Many people are able to run effectively with the current settings. Currently my GTX460 is running a p6811 at stock settings. The default fan profile setting is 70% at 73C. Clock rates are at the default 675/1350/1800 and it shows 100% utilization. (In the past I've had it up to 825/1650/1800 without any errors.)

Perhaps there's a systematic difference between the cooling solutions provided by Asus/eVGA/Galaxy/Gigabyte/MSI/Palit/Sparkle/Zotac (etc?). I do know that the 768MB GDDR cards use less power than the 1GB DDR5 cards. Perhaps it's the VRAM that's generating more heat or the fan that's not moving enough air or the heat-sink that's not doing its job.

If everybody is having the same problem, then maybe FAH should make their code less efficient. (They'd have to tell NVidia that CUDA is too efficient and that it's a generalized problem.) As long as it's a problem that you have and I don't, though, it's going to be something that the company that assembled your GPU board (or maybe just you) is going to have to address, not FAH.

I'd start with a RMA request to the board manufacturer saying the fan isn't providing adequate cooling when running FAH and point them to this topic for documentation.
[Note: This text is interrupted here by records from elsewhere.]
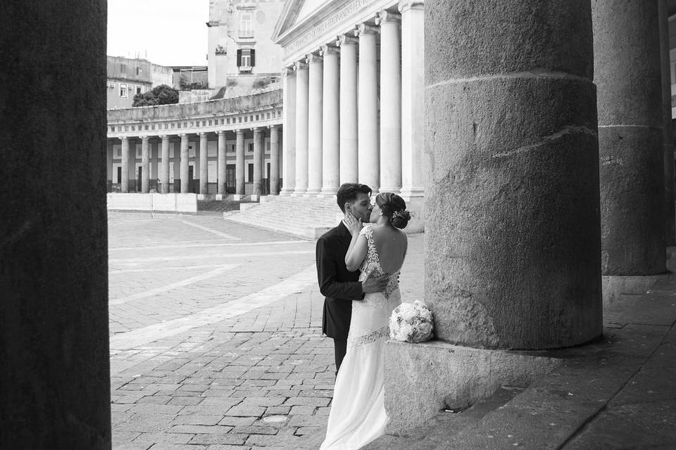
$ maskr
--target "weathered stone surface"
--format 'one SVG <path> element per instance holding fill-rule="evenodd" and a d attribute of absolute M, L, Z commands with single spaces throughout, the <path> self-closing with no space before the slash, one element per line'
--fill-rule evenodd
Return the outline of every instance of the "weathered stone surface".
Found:
<path fill-rule="evenodd" d="M 579 79 L 428 88 L 425 301 L 439 338 L 542 349 L 600 334 L 594 98 Z"/>
<path fill-rule="evenodd" d="M 525 72 L 591 79 L 591 22 L 584 0 L 425 1 L 425 83 Z"/>
<path fill-rule="evenodd" d="M 666 270 L 661 133 L 631 126 L 599 129 L 603 275 Z"/>
<path fill-rule="evenodd" d="M 603 274 L 661 274 L 665 172 L 658 2 L 595 0 L 592 11 Z"/>
<path fill-rule="evenodd" d="M 0 4 L 4 449 L 111 448 L 106 18 Z"/>
<path fill-rule="evenodd" d="M 500 386 L 527 386 L 560 364 L 546 356 L 484 350 L 439 341 L 385 346 L 388 434 L 420 425 L 444 409 L 462 409 Z M 415 395 L 411 392 L 415 392 Z"/>

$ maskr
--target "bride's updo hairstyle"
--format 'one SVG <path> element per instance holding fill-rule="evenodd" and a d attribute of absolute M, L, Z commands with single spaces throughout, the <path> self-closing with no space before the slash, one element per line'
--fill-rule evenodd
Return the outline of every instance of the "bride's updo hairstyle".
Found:
<path fill-rule="evenodd" d="M 384 216 L 389 217 L 393 226 L 403 229 L 411 220 L 411 214 L 406 211 L 406 202 L 403 199 L 392 192 L 384 192 L 375 197 L 375 202 Z"/>

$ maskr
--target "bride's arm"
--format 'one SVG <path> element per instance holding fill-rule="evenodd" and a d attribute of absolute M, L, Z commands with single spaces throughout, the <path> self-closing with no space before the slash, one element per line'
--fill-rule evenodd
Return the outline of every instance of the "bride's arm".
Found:
<path fill-rule="evenodd" d="M 366 256 L 366 237 L 358 233 L 352 233 L 352 240 L 350 247 L 345 254 L 345 266 L 351 272 L 359 269 L 361 262 Z"/>

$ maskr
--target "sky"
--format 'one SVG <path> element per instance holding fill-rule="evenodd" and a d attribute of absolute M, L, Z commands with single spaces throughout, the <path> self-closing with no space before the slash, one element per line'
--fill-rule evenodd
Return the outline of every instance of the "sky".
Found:
<path fill-rule="evenodd" d="M 208 0 L 108 0 L 108 55 L 206 65 Z"/>

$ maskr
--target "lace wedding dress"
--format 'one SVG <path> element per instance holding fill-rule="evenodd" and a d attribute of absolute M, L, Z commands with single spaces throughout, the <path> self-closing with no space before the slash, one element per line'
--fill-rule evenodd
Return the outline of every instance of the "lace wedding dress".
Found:
<path fill-rule="evenodd" d="M 359 268 L 363 281 L 371 271 L 382 275 L 380 259 L 370 226 L 359 233 L 366 237 L 368 250 Z M 389 336 L 388 323 L 401 302 L 398 276 L 389 276 L 384 292 L 366 294 L 352 302 L 352 319 L 347 353 L 340 366 L 333 391 L 326 438 L 320 450 L 356 450 L 385 432 L 383 353 Z"/>

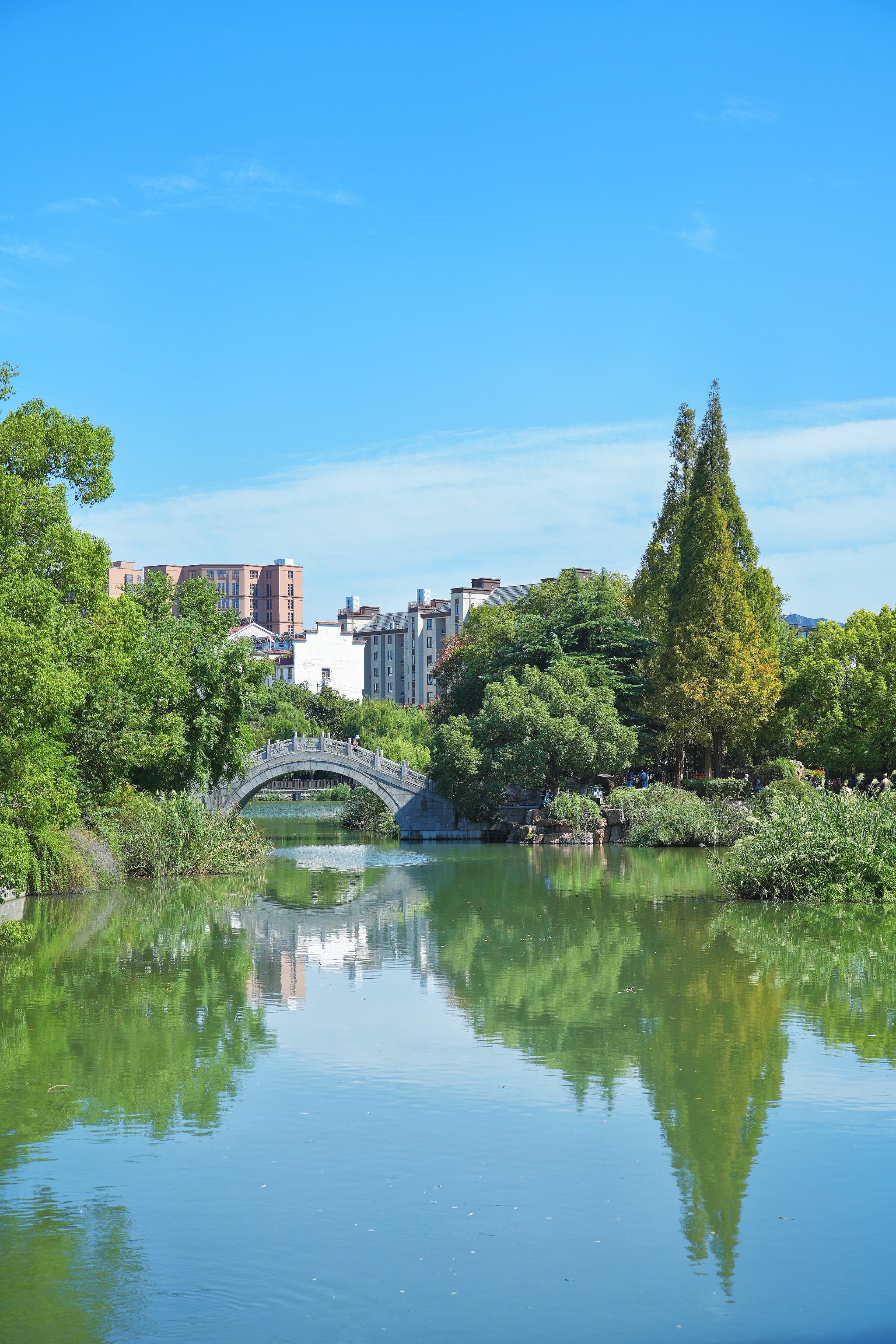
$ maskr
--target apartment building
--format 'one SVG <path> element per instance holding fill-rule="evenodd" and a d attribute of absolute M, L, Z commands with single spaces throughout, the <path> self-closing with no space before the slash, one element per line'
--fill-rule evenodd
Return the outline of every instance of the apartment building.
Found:
<path fill-rule="evenodd" d="M 177 587 L 187 579 L 207 578 L 218 587 L 218 609 L 232 612 L 234 625 L 257 621 L 274 636 L 301 632 L 302 566 L 290 559 L 234 564 L 146 564 L 145 574 L 168 574 Z"/>
<path fill-rule="evenodd" d="M 478 578 L 469 587 L 453 587 L 450 598 L 433 598 L 429 589 L 418 589 L 404 612 L 380 612 L 348 598 L 339 621 L 365 644 L 364 695 L 395 704 L 431 704 L 438 694 L 435 664 L 470 612 L 486 603 L 517 602 L 531 587 Z"/>
<path fill-rule="evenodd" d="M 109 566 L 109 597 L 121 597 L 125 589 L 137 587 L 144 571 L 133 560 L 113 560 Z"/>

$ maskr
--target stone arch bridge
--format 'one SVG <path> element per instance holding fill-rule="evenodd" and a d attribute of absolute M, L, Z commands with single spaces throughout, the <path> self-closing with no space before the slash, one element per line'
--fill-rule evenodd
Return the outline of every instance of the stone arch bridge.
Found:
<path fill-rule="evenodd" d="M 411 770 L 407 761 L 390 761 L 382 751 L 339 742 L 321 732 L 318 738 L 300 737 L 269 742 L 250 753 L 246 771 L 222 782 L 206 794 L 210 808 L 228 812 L 243 808 L 274 780 L 325 770 L 328 774 L 353 780 L 383 800 L 398 821 L 402 840 L 480 840 L 482 828 L 462 817 L 453 802 L 442 798 L 431 780 Z"/>

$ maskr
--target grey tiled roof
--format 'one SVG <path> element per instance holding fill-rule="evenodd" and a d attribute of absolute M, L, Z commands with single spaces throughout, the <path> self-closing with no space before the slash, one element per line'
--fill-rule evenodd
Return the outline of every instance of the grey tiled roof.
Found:
<path fill-rule="evenodd" d="M 395 622 L 396 630 L 407 630 L 407 612 L 380 612 L 357 633 L 364 636 L 369 634 L 371 630 L 391 630 L 392 622 Z"/>
<path fill-rule="evenodd" d="M 531 587 L 533 587 L 532 583 L 505 583 L 502 587 L 489 593 L 485 606 L 504 606 L 505 602 L 519 602 Z"/>

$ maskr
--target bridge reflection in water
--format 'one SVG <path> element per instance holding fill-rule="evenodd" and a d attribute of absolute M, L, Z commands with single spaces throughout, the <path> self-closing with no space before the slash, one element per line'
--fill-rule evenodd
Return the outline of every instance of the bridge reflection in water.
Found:
<path fill-rule="evenodd" d="M 742 918 L 686 899 L 715 894 L 692 852 L 484 847 L 472 859 L 439 851 L 382 868 L 344 906 L 257 902 L 244 914 L 250 999 L 298 1001 L 293 986 L 304 985 L 306 965 L 361 978 L 400 962 L 422 988 L 441 985 L 484 1040 L 559 1071 L 580 1105 L 592 1093 L 613 1105 L 625 1079 L 639 1078 L 669 1152 L 689 1255 L 696 1265 L 712 1258 L 731 1292 L 747 1181 L 780 1101 L 790 999 L 806 991 L 802 976 L 785 982 L 776 949 L 799 942 L 806 921 L 827 942 L 830 930 L 817 927 L 825 919 L 752 909 Z M 348 894 L 351 874 L 343 879 Z M 868 952 L 880 948 L 876 929 Z M 880 977 L 884 968 L 869 965 Z M 880 1027 L 880 1001 L 866 996 L 862 1011 L 856 965 L 852 981 L 834 1036 L 844 1043 L 849 1017 L 865 1054 L 868 1013 Z"/>

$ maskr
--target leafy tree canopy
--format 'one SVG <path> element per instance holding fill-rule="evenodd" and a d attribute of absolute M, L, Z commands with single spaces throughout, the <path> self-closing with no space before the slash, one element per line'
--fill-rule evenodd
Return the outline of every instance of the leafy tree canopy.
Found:
<path fill-rule="evenodd" d="M 450 641 L 435 668 L 435 723 L 476 715 L 486 688 L 524 668 L 548 671 L 557 660 L 579 667 L 591 687 L 611 689 L 626 722 L 638 715 L 639 659 L 647 640 L 629 614 L 629 581 L 602 570 L 582 578 L 563 570 L 533 585 L 514 603 L 480 606 Z"/>
<path fill-rule="evenodd" d="M 805 759 L 869 778 L 896 767 L 896 610 L 853 612 L 797 640 L 786 698 Z"/>
<path fill-rule="evenodd" d="M 635 749 L 613 691 L 590 685 L 582 665 L 560 659 L 549 672 L 505 673 L 486 687 L 477 715 L 442 723 L 431 774 L 439 792 L 476 820 L 496 812 L 506 785 L 576 785 L 625 770 Z"/>

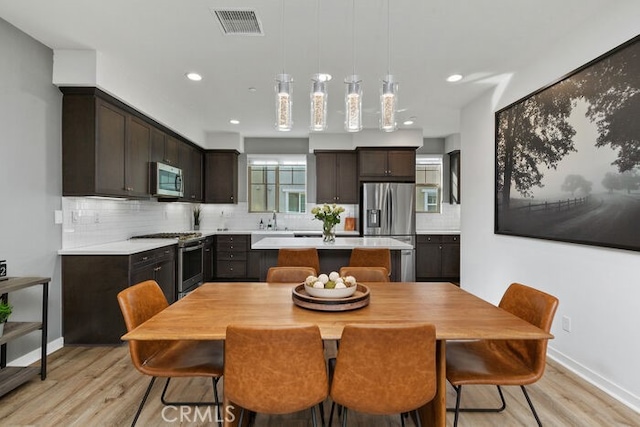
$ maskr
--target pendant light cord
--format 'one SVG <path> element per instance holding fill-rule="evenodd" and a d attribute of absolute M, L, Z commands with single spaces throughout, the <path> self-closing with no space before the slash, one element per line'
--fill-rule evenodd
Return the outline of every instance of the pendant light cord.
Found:
<path fill-rule="evenodd" d="M 356 0 L 351 2 L 351 56 L 353 57 L 353 75 L 356 75 Z"/>
<path fill-rule="evenodd" d="M 391 74 L 391 24 L 389 19 L 391 13 L 389 3 L 391 3 L 391 0 L 387 0 L 387 75 Z"/>
<path fill-rule="evenodd" d="M 282 29 L 280 31 L 280 41 L 282 43 L 282 74 L 285 74 L 285 65 L 287 63 L 287 55 L 285 52 L 285 48 L 284 48 L 284 0 L 282 0 L 282 16 L 281 16 L 281 21 L 282 21 Z"/>

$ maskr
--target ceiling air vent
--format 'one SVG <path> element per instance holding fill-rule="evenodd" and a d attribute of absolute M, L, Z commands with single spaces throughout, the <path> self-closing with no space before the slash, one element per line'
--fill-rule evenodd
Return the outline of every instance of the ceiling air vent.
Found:
<path fill-rule="evenodd" d="M 262 25 L 255 10 L 211 9 L 218 18 L 222 33 L 238 36 L 263 36 Z"/>

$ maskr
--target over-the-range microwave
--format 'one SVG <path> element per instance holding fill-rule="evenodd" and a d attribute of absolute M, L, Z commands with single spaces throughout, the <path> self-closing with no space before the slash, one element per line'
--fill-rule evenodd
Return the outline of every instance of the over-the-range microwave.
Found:
<path fill-rule="evenodd" d="M 160 162 L 151 163 L 151 195 L 182 197 L 182 169 Z"/>

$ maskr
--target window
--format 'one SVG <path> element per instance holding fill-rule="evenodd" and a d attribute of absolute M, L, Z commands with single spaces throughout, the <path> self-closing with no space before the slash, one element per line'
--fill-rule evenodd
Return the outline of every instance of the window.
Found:
<path fill-rule="evenodd" d="M 416 212 L 439 213 L 442 203 L 442 157 L 416 158 Z"/>
<path fill-rule="evenodd" d="M 305 156 L 247 156 L 249 212 L 305 213 Z"/>

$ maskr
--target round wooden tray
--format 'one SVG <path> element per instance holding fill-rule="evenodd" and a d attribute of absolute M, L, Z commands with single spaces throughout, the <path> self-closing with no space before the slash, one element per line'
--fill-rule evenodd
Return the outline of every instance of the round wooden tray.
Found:
<path fill-rule="evenodd" d="M 369 305 L 369 288 L 360 283 L 353 295 L 346 298 L 317 298 L 307 294 L 304 283 L 293 288 L 293 303 L 302 308 L 318 311 L 348 311 Z"/>

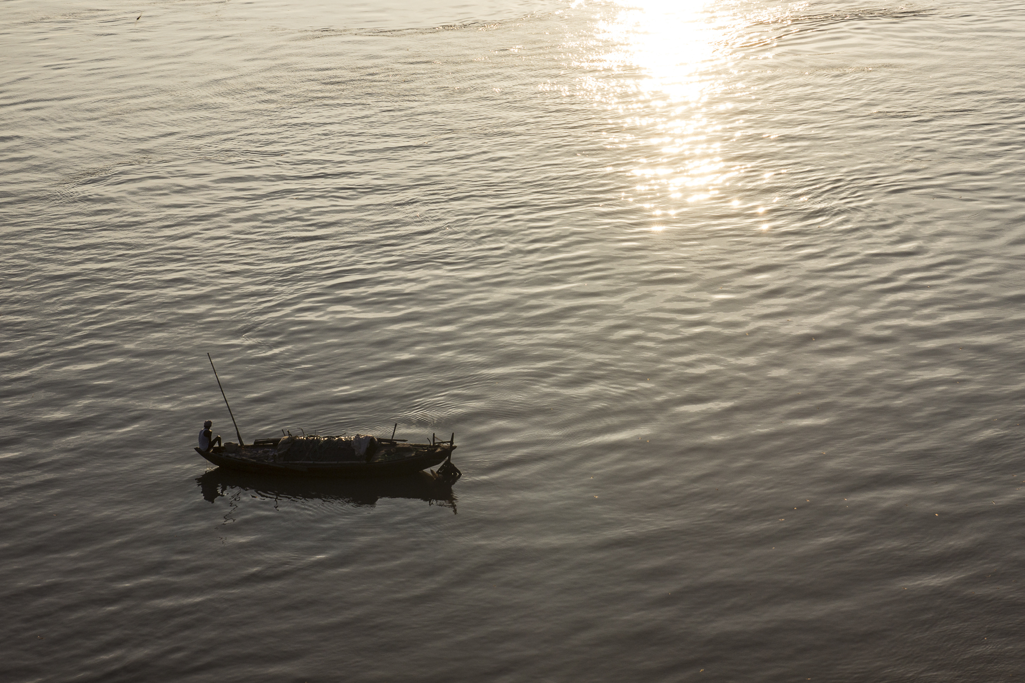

We should probably start collecting data about brand X compared to brand Y and see if we can identify a systematic cooling problem, but there are enough other variables in any cooling discussion that the data probably won't show particularly clear trends.

EDIT:
I have been reminded of another factor that needs to be taken into account. There must be a good thermal fit between the heatsink and the GPU. Anybody who has worked with computers very much knows that the thermal grease must be high-quality, must have a very thin coat, and if you really want a good fit, maybe you need to lap the CPU and the heat-sink. Then the heatsink mounting must maintain a good fit so the heat gets transferred to the heatsink.

Some manufacturers use really cheap thermal grease, do not apply it sparingly, and certainly do no lapping. If you attempt to fix this sort of problem yourself, you will void your warranty . . . and you may or may not be successful. If you return the board to the manufacturer, they may do it for you or they may replace it with a different board that dissipates heat more effectively.

I have personally re-seated a factory installed CPU-heatsink that was originally installed with thermal compound more that 1mm / 0.40" thick. It's amazing how much cooler it ran after that.

Re: Project: 6811 (Run 0 Clone 139 Gen 1) fails due to nans

Posted: Fri Nov 19, 2010 10:23 am
by shunter
Henry / Bruce,
Thanks for all the info and advice given which I will be looking into when recovered from op enough to see what I'm doing in the box.

In the end I stopped CPU folding and ran a household fan through the side vents to keep temps down but still ran at between 92 & 96 which is far too high for future units so temporarily have removed advmethods from the flags until I can monitor temps and make changes. Unit eventually finished a few minutes ago and submitted so am now running a 6800 and without any side fan the system is cruising along at 77 - 78 C even with CPU folding a 6701 which seems ok to me.

Thanks again
Dave

Re: Project: 6811 (Run 0 Clone 139 Gen 1) fails due to nans

Posted: Fri Nov 19, 2010 3:16 pm
by kg4icg
I have a simple solution, manually adjust your fan speed to 60 percent or faster and watch the nan problem fade away. Works for me.